How to prove a graph asymmetric?
Find a 3-regular graph that is has no other automorphism other than the identity.
I searched and found that this means the graph is asymmetric and there is an example: the Frucht graph. But can someone show me how to prove this property? If you have a link please just post it here. Thanks.
$\endgroup$ 25 Answers
$\begingroup$Draw the Frucht graph as
Let $U$ be the set of vertices that are fixed under every automorphism.
There is only one 4-cycle $(9-10-11-12)$, so any automorphism maps that to itself.
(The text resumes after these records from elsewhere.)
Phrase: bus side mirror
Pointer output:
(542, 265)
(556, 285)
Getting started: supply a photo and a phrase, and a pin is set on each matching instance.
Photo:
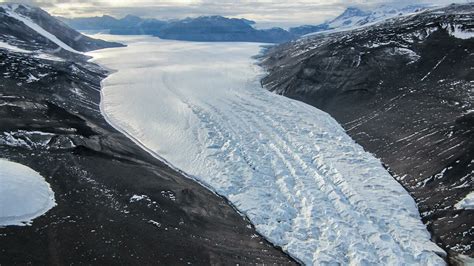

There is only one 5-cycle $(8-9-12-11-10)$ that contains the vertices in that 4-cycle. So $8 \in U$ (since $8$ is the only member of that 5-cycle that is not in the 4-cycle).
$7 \in U$ (the only vertex that is a neighbour of $8$ and is not in the 4-cycle).
$2 \in U$ (the only vertex at distance 4 from $8$).
$3 \in U$ (the only vertex at distance 3 from $7$ and also at distance 3 from $8$).
$4 \in U$ (the only other member of a triangle containing $2$ and $3$).
$5 \in U$ (the only vertex adjacent to $4$ and $7$).
$6 \in U$ (the only other member of a triangle containing $5$ and $7$).
... etc.
$\endgroup$ 6 $\begingroup$Start with the idea to make a highly symmetric cubic graph that has one vertex $v$, that is so special that it necessarily must be a fixed point of any automorphism, then make minor changes that do not affect the exceptional position of $v$ but that break all symmetries.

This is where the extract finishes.